Fighting on the Confederate side was Brig. Gen. Albert Gallatin Jenkins of the 8th Virginia Cavalry. He was wounded in action during the battle, but recovered, only to be killed on May 21,1864, at Cloyd’s Mountain, Va. Jenkins was a 1850 graduate of Harvard Law School and a onetime representative in both the U.S. and the First Confederate congresses. He was also a bold cavalryman who was known for his northern raids into both Pennsylvania and Ohio, a state in which he was supposedly the first to unfold the stars and bars of the Confederate flag.

Gettysburg today

Today, the landscape around Gettysburg, much of it rendered sacred ground as a military park, looks the same as it did 150 years ago: low rolling farmland, jutting hills rounded with thick woods, and everywhere ancient boulders scattered over the terrain by a receding glacier. The coloration of the place has a 19th-century look: sere browns, muted greens. Gettysburg is still rendered in sepia.

A 10-minute walk from the visitor’s center takes you through undulant thick woods tangled with underbrush and thick with boulders and rocky outcrops. It is frankly spooky, a reminder of a historic place we first experience in old photographs of the dead, strewn on fields or propped against rocks.

The landscape is a reminder that the Battle of Gettysburg was a slaughterhouse set in lush farmland rich with crops. There are battle sites named after plums, roses, peaches, and wheat. It was at the Wheatfield — 20 acres of high grain — where more than 20,000 men grappled in battle on July 2, often hand-to-hand. The casualty rate was 30 percent.

It was likely there that Lt. Col. Henry Macon Dunwoody of the 51st Georgia Volunteer Infantry died. He was a homeopathic physician who had graduated from Harvard Law School in 1847.

That short walk from the visitor’s center opens out onto hilly, bare land. You pass the headquarters of Union Gen. George Gordon Meade, a white clapboard farmhouse so narrow and low that three of them could fit end to end in the atrium of Harvard’s Smith Center.

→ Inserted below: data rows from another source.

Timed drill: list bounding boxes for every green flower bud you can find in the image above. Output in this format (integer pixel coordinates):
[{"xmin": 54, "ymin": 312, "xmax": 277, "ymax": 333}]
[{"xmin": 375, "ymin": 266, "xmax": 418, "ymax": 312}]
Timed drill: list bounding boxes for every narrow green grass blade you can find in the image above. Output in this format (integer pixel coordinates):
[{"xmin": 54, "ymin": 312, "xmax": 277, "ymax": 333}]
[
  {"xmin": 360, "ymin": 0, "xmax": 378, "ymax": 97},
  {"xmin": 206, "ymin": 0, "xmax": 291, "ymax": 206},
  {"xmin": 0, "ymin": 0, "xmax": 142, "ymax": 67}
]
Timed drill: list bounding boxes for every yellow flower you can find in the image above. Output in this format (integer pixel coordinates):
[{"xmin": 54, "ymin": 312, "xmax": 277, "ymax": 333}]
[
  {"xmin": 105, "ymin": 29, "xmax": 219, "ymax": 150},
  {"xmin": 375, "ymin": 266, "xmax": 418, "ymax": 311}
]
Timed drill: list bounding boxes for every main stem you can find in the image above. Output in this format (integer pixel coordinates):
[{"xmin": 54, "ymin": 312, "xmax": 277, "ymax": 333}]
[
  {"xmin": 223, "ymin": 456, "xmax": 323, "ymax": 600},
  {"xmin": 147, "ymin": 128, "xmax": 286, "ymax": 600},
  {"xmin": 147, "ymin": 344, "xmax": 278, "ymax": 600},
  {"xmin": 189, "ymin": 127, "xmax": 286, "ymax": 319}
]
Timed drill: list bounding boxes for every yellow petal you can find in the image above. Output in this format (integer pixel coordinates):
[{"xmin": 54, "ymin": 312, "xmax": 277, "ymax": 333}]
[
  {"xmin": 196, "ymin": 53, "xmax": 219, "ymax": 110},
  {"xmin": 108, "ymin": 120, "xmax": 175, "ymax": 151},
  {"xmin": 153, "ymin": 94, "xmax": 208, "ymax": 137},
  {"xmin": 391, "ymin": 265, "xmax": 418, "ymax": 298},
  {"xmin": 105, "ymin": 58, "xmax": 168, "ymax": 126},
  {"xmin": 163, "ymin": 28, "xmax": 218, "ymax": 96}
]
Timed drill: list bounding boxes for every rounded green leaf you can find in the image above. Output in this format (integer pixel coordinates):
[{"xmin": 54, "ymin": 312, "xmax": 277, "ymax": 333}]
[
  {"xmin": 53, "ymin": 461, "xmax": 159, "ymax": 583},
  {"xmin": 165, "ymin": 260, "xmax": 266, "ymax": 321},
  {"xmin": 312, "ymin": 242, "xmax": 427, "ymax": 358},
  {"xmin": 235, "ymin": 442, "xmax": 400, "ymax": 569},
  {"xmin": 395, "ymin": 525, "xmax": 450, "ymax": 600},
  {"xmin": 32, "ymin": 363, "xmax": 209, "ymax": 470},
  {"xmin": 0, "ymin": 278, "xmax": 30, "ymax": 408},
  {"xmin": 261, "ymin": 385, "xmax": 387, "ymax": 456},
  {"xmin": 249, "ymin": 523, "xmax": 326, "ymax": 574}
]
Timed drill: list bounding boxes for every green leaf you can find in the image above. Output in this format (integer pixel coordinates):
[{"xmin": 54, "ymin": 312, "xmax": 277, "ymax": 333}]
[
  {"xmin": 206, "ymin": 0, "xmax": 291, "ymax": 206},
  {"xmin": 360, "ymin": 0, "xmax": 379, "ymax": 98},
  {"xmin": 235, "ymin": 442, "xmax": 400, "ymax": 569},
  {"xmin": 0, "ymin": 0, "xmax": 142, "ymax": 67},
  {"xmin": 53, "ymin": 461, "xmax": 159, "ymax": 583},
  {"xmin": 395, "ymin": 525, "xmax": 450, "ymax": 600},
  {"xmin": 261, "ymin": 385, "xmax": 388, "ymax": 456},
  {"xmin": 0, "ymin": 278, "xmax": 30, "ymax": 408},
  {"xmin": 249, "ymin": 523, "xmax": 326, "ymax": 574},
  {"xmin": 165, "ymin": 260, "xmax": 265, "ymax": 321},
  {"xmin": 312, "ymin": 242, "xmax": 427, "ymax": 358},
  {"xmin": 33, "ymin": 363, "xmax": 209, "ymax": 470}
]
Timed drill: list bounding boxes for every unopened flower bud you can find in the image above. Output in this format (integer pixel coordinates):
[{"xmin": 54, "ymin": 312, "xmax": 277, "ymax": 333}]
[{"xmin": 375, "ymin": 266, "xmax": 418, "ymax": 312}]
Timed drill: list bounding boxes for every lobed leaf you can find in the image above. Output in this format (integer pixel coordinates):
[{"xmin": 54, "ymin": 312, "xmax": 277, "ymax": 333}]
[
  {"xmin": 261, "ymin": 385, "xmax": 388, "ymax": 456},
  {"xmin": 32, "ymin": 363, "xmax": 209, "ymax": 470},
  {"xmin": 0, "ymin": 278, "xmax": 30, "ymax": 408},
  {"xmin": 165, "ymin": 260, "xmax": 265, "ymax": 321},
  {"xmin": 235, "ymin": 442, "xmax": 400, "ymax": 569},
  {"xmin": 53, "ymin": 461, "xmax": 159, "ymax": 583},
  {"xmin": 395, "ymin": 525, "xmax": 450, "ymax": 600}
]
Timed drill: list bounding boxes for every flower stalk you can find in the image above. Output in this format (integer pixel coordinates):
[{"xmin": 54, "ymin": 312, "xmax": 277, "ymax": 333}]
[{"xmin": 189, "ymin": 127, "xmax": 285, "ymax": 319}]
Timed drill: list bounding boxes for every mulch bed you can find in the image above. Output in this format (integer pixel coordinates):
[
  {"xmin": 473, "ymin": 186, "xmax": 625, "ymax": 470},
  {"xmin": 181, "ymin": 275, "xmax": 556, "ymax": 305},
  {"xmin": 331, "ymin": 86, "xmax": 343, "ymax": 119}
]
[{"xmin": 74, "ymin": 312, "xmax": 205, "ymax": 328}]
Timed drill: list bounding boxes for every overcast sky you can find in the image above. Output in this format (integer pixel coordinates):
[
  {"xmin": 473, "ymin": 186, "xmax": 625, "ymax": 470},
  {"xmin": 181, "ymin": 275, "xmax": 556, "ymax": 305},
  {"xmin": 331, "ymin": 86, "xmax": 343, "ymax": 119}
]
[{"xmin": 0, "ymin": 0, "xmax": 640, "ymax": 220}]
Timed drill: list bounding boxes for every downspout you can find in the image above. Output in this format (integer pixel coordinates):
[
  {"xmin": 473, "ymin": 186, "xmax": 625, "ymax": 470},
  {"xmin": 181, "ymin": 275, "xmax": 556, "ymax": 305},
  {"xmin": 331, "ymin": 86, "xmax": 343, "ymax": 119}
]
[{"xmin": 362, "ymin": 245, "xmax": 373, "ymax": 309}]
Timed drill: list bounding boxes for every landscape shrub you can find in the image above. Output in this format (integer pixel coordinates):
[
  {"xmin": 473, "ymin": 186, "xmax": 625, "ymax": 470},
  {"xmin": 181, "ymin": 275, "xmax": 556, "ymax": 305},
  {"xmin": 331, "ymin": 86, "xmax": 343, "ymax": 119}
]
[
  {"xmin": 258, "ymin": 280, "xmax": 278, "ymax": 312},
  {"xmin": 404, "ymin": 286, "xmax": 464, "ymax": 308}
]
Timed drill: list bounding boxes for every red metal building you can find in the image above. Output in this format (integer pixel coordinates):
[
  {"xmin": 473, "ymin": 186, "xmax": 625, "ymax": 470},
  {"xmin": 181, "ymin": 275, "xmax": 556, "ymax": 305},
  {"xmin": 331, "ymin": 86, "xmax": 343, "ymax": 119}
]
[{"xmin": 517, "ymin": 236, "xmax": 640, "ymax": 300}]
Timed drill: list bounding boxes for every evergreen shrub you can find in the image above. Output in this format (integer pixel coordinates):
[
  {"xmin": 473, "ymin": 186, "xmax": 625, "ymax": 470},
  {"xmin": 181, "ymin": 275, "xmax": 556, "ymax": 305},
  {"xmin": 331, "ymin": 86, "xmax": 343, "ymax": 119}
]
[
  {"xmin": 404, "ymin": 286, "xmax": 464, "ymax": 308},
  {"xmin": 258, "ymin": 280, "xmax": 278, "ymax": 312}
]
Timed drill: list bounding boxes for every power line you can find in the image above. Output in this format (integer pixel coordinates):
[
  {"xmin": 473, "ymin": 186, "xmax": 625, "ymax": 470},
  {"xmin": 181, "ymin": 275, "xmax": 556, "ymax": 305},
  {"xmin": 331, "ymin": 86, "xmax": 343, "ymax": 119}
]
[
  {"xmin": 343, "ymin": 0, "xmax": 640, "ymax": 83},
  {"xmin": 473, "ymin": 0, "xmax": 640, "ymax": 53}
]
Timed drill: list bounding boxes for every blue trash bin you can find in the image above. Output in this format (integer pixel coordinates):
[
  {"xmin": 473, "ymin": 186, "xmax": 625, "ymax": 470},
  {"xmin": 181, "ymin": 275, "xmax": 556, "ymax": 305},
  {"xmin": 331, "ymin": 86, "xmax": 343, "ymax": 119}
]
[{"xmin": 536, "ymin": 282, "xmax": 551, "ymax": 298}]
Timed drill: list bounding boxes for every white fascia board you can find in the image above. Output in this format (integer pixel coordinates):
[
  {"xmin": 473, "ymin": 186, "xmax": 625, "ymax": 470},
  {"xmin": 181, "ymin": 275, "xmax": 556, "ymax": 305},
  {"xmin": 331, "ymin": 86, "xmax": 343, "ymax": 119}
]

Two hundred yards northwest of the farmhouse, up a steep rise to Cemetery Ridge, is the rectangle of land held so fiercely on July 2 and 3 by the 20th Massachusetts, which was called the “Harvard regiment” because that’s where most of its officers originated. The plot is perhaps 50 yards wide, marked by granite tablets, and 75 yards deep. It was the killing field for Ropes, Paine, Revere, and 28 others from the 20th.

To the left, two miles distant, you can see Little Round Top, where Vincent and Abbot were fatally wounded. A short distance to the right is the copse that marked the Confederates penetration into Union lines in the aftermath of Pickett’s Charge, the “high-water mark,” historians say, of the Confederacy. A wrought-iron fence encircles the copse’s seven surviving trees, bent and bare.

The plot of ground at Cemetery Ridge, held by the 20th for two days, is about the size of set Harvard Yard. For two days in 1863, you might say, it was.